Потому что иногда бывают инструменты совершенно не приспособленные для
музицирования. [красный]: Зато на контрабас можно облокачиваться. в. в.: На тот контрабас, на котором практически невозможно играть,
только и остается облокачиваться. На джазовом фестивале в Мюнхене – очень
хороший фестиваль, и гостиница прекрасная, всё там было хорошо, кроме
инструмента, который мне был предложен. По-моему, он был румынского производства
и на нем никто никогда не играл, и высота струн была…, не знаю, сколько
нужно провести времени в тренажерном зале, чтобы прижать струну. И с ним
нельзя было ничего сделать. Я поинтересовался: «могу ли я чуть-чуть опустить
подставку», тем более там был запас, на что мне было сообщено, что контрабас
застрахован на 50 тысяч долларов, и я ничего не имею права с ним сделать. [красный]: А почему всё-таки контрабас? в. в.: Как-то выбрал я его, а он меня. Мы с моим приятелем, который
играл во Дворце Пионеров на кларнете, искали инструмент, потому что у
меня не было еще образа. И вот я увидел контрабас, и он меня покорил,
это был очень красивый итальянский инструмент, так всё и случилось. [красный]: Романтично… Вы как-то рассказывали про чакры контрабаса…

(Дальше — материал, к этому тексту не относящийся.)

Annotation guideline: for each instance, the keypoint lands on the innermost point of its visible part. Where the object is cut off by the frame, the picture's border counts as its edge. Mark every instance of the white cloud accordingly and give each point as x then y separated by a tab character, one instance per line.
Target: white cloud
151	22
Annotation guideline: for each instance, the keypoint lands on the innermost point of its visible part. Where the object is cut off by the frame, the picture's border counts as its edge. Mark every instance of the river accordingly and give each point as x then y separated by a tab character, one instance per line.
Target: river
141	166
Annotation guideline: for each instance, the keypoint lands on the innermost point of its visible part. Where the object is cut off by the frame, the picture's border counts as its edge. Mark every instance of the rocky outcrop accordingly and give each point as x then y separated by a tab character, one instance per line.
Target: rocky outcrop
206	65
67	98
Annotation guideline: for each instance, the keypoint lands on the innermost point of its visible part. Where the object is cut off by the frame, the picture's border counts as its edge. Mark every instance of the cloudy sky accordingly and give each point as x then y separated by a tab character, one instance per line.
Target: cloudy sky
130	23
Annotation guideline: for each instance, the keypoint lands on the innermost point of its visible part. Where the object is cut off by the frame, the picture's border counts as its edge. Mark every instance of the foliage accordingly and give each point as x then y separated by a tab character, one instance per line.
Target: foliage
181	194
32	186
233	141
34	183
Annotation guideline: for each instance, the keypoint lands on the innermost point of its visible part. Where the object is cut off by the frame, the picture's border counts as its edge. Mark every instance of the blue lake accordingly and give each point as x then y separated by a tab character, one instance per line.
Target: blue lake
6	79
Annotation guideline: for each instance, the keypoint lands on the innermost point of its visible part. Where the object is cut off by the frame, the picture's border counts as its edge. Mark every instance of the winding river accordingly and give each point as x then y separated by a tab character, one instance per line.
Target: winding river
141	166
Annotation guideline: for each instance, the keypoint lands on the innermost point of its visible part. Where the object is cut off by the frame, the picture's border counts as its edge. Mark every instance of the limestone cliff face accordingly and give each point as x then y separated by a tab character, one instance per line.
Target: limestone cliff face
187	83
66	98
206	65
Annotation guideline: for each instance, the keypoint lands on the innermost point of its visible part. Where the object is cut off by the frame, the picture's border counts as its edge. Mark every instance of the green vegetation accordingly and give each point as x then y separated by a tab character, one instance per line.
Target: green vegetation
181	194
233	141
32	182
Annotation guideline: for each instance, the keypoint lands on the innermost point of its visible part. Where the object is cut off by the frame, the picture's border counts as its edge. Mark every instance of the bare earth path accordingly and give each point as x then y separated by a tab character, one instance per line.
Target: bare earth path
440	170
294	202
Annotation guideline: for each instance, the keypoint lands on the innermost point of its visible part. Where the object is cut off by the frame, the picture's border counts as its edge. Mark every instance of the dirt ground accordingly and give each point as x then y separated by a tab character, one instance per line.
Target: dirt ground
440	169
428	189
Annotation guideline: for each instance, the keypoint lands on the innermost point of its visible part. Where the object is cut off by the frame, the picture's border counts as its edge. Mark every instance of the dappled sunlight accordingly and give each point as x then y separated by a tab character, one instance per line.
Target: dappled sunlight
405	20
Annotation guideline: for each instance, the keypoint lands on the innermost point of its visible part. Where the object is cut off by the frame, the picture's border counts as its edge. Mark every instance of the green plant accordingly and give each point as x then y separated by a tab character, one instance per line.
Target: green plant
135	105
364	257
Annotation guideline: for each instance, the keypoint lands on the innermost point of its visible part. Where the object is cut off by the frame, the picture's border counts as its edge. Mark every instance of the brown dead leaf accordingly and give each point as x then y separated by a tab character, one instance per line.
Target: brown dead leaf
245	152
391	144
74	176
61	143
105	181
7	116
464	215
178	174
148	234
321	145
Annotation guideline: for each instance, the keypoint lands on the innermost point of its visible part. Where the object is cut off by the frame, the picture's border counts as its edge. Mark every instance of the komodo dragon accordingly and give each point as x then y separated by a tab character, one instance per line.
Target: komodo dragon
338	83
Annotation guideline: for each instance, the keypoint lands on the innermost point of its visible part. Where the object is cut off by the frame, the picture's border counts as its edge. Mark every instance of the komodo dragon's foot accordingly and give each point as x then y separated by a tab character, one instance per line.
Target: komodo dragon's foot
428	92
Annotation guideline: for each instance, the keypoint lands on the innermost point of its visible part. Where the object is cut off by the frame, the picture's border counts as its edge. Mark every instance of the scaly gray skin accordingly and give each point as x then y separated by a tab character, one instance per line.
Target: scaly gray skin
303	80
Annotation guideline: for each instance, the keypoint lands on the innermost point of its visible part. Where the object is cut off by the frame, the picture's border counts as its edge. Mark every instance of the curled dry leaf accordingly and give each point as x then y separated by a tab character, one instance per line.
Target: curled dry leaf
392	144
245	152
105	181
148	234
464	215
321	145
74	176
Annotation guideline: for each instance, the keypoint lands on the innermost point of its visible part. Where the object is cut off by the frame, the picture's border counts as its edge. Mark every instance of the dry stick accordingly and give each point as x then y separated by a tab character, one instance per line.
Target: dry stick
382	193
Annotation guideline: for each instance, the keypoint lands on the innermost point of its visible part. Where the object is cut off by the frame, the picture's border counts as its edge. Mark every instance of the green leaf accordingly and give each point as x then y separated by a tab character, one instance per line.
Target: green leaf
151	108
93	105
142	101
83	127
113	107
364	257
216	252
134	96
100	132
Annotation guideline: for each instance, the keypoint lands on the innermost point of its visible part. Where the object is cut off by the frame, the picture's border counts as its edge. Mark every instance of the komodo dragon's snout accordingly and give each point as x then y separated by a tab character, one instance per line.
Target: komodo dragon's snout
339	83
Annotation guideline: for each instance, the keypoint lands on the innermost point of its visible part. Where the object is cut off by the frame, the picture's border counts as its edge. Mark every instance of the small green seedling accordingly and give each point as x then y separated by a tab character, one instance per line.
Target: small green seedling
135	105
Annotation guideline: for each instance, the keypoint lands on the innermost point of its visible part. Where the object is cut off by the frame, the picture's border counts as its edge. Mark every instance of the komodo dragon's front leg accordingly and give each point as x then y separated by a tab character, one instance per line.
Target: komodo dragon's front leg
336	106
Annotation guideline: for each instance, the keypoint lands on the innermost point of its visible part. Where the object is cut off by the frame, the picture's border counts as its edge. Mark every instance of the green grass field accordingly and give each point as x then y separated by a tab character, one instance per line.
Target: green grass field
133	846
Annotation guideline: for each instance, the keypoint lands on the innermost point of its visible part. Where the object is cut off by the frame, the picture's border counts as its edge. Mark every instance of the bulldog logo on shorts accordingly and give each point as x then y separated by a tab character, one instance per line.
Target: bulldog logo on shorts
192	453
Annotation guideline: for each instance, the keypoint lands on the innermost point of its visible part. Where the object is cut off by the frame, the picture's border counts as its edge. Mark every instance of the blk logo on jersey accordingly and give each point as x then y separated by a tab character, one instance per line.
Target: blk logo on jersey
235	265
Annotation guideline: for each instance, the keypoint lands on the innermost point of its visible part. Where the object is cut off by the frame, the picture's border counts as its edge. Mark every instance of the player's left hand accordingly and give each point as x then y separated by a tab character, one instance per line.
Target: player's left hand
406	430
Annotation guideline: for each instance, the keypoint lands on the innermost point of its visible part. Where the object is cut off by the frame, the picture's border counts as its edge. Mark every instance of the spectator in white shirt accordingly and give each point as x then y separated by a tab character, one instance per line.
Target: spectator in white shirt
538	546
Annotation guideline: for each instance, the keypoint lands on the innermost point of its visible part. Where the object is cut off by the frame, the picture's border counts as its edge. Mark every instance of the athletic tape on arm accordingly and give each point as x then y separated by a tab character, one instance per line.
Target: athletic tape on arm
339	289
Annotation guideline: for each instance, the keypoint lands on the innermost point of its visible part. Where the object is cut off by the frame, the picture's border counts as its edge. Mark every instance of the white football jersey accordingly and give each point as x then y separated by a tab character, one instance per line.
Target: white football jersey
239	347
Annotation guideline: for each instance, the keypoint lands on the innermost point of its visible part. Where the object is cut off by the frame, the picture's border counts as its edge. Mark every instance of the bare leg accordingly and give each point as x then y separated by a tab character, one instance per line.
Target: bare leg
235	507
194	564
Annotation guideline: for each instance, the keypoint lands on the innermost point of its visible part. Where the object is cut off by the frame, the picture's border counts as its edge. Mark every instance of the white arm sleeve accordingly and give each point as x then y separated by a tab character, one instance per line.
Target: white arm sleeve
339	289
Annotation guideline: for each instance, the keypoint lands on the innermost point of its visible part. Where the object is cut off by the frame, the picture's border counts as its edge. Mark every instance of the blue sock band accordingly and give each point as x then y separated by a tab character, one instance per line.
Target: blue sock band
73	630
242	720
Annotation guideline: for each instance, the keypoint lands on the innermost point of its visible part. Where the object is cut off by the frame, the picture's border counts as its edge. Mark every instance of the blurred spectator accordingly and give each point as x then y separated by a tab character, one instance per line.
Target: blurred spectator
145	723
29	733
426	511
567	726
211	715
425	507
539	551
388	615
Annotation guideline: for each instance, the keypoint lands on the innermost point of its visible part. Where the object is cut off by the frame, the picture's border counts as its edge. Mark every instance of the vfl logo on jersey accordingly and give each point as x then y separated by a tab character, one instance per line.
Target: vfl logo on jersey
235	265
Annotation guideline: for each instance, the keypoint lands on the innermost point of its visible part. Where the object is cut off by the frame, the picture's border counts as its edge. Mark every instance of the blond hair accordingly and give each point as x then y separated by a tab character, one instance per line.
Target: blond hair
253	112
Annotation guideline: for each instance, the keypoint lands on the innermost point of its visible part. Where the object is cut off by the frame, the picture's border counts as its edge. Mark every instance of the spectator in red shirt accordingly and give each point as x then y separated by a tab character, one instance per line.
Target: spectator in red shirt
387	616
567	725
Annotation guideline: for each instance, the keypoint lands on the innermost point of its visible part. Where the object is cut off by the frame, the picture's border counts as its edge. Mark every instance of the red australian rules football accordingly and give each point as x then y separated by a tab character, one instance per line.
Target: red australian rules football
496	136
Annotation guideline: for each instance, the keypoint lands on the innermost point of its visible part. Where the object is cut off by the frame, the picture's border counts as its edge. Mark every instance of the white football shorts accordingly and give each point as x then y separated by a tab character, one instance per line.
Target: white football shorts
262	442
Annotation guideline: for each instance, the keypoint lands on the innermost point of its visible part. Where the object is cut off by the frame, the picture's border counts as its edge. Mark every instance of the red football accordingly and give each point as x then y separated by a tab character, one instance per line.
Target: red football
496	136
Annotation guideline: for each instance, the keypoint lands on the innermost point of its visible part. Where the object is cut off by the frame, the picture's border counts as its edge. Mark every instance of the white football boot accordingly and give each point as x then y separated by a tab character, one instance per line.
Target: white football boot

в. в.: У Владимира Мартынова, композитора, есть давно написанная пьеса
для контрабаса, где нет нот, там только значки, полоски, цифры. Когда
мне Мартынов рассказывал про композицию, он волей или неволей натолкнул
меня на понимание этой пьесы как на раскрытие чакр контрабаса, потому
что всё начинается верхней частью контрабаса, а заканчивается последним
уровнем. [красный]: Какую чакру открывает контрабас в людях, которые его
слушают? в. в.: Я не слышал контрабаса, я не знаю. Я по отношению к нему
в другом положении нахожусь, звук от меня же идет. Нет, ну, когда он сам
играет, это, конечно, совсем хорошо. Но это редко бывает, к сожалению…
Это, наверное, и есть правильные чакры. Я, правда, …не знаю. Про кофе
интересней говорить, чем про чакры. Про сорта кофе. [красный]: Какой кофе Вы любите? в. в.: Кофе Segafredo.